Building highly concurrent systems using Python

Published in

Ordergroove Engineering

9 min readApr 19, 2022

Ordergroove is a SAS product and it is architected to be a multi-tenant application — one system hosting and serving all its clients. Certain services in our platform have high concurrency requirements where we need to process large data in a time efficient manner. E.g. we need to send shipments to merchant’s ecommerce platforms, and for some merchants there are specific requirements to deliver these shipments at a set time, because some of them might have large warehouses where hourly wage workforce will be sitting idle if the shipment information is not received by a certain time, or some of them sell perishable goods that would go stale if they can not be shipped by a certain time. This means that our system will need to process these workloads of hundreds of thousands of tasks at a very high rate consistently.

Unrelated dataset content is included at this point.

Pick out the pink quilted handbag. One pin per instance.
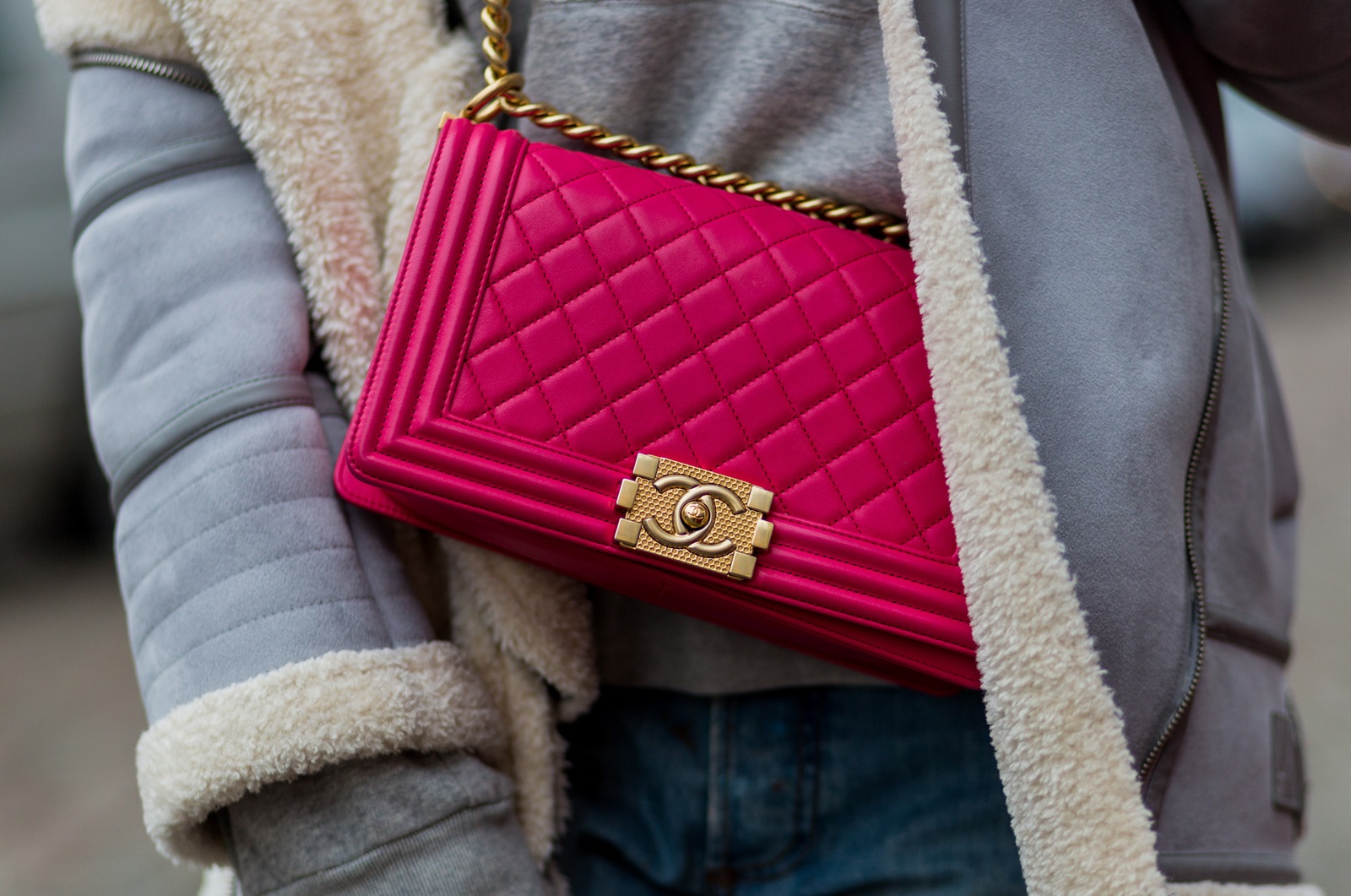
(672, 391)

In this post I will walk through a high level approach of how we can accomplish this.

Problem statement

Our clients use different ecommerce platforms, and even within a certain ecommerce platform there are different tiers which give them variable parallel processing capabilities. Some can handle five concurrent requests, others can handle five hundred. Their time to process a request and the response times to the API calls also vary.

Given this highly heterogeneous pool of clients, our goal is to implement a system that sends each one of them the shipments due for a given day through HTTP requests, where each shipment message is sent in a separate request.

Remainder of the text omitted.